Regional customs and habits

Customs of Denmark

Marriage and Family

Many couples live together before or instead of getting married, and common-law marriages are recognized by the state. Families in Denmark are small, usually having one or two children. Both father and mother often work outside the home, and children are encouraged to be independent from a relatively young age. Average incomes are among the highest in the world, but Danes also pay high taxes, which in turn fund generous social welfare provisions such as child care and maternity and paternity leave. Northern Europe

Customs of Ecuador

Marriage and Family

When a girl reaches age 15, a Catholic ceremony officially presents her to society. If the family can afford it, a party with food, drinks, and dancing follows the ceremony. Women usually marry by age 23, and as young as 14 in some rural areas, while men marry around age 25. Families often emphasize that young people should complete their education before marrying. Many urban couples do not live together before their church wedding, even if they have already been married by law. Common-law relationships, referred to as estilo manabita, are usual in rural, coastal areas, largely because people cannot afford the expense of a formal wedding. They are accepted as legal marriages, even though no ceremony has been performed.

Customs of England

Marriage and Family

Marriage is legal at age 16 but usually takes place when people are in their mid- to late 20s. Fewer people are getting married than in the past and those who do are marrying later. It has become increasingly popular in recent years for couples to live together before or instead of marriage.

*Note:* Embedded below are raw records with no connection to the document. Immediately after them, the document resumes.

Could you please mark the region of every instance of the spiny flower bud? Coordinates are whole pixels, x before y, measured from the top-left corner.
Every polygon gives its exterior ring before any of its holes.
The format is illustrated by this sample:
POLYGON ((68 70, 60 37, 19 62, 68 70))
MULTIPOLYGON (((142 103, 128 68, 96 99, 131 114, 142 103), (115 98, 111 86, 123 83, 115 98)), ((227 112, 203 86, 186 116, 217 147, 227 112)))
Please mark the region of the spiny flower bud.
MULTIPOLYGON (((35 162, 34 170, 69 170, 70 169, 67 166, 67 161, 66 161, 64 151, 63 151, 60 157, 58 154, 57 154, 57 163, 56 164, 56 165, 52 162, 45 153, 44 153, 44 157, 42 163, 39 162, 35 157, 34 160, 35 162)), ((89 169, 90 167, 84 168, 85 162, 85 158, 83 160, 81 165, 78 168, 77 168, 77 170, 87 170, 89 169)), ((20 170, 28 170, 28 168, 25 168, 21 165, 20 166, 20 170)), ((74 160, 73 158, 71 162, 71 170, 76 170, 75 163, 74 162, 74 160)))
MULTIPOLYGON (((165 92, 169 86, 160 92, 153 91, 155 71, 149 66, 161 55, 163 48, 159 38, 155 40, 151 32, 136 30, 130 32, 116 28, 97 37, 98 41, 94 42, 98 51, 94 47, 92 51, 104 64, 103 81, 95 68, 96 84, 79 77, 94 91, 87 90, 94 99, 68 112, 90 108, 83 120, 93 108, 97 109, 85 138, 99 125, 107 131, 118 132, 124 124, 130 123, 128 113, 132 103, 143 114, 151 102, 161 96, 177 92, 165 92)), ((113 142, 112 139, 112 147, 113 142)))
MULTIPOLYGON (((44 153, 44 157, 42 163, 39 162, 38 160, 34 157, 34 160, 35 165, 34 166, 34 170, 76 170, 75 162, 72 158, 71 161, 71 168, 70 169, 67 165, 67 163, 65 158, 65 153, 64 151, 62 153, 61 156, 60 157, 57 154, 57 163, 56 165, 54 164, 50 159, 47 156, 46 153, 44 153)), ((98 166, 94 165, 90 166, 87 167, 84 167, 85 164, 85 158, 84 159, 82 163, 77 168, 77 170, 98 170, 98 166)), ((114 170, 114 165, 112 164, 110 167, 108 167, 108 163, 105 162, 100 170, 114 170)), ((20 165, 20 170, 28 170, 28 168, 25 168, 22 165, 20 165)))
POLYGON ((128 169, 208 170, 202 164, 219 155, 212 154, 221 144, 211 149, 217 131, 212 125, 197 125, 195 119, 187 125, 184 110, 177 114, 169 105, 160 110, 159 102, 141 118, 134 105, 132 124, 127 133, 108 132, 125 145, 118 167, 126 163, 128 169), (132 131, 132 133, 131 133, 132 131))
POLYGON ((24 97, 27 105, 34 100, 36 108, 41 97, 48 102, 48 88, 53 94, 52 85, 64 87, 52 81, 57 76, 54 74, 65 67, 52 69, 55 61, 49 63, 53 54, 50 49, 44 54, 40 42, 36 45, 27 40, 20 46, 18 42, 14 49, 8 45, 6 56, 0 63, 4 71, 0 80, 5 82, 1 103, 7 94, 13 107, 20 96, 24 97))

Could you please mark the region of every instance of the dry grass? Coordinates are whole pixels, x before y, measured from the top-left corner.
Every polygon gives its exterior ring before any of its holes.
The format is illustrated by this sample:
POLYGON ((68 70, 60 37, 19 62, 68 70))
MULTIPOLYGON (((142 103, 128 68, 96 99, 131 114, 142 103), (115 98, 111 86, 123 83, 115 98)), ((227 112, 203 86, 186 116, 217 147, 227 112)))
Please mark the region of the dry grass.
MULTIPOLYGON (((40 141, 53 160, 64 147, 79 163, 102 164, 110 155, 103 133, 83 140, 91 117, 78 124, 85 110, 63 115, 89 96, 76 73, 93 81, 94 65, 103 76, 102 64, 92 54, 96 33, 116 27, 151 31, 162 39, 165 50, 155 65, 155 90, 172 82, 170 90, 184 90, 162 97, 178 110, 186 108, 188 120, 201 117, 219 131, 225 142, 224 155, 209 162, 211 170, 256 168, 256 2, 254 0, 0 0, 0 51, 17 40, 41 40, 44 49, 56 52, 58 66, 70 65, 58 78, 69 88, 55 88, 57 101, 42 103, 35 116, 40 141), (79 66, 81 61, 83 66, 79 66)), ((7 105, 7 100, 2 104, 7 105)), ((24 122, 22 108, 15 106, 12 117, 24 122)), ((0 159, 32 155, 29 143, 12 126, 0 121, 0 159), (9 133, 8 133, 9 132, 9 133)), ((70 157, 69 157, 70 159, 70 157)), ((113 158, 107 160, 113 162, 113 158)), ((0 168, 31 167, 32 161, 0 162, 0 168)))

English families are small (one or two children are the norm). Women are having fewer children and are waiting longer to have them. In the past three decades, a substantial number of women have begun working outside the home. The divorce rate has risen, as has the number of single-parent families.

Customs of Egypt

Marriage and Family

Traditionally, marriages were arranged between heads of families, often with little input from the couple involved. Now, however, individuals have more say about whom they marry. Because marriages join not just two people but two families, both families are heavily involved in wedding preparations. Housing is expensive and hard to acquire, and engagements may last until the couple has saved enough money for a home.

Customs of Eritrea

Marriage and Family

In Eritrea, nearly all marriages are arranged by families. Among the Tigrinya, parents suggest marriage partners to establish family alliances. The couple involved usually makes the final decision to marry, although some couples in rural areas may not be acquainted before they wed. The bride is often some ten years younger than the groom; in cities she will most likely have completed secondary school before getting married.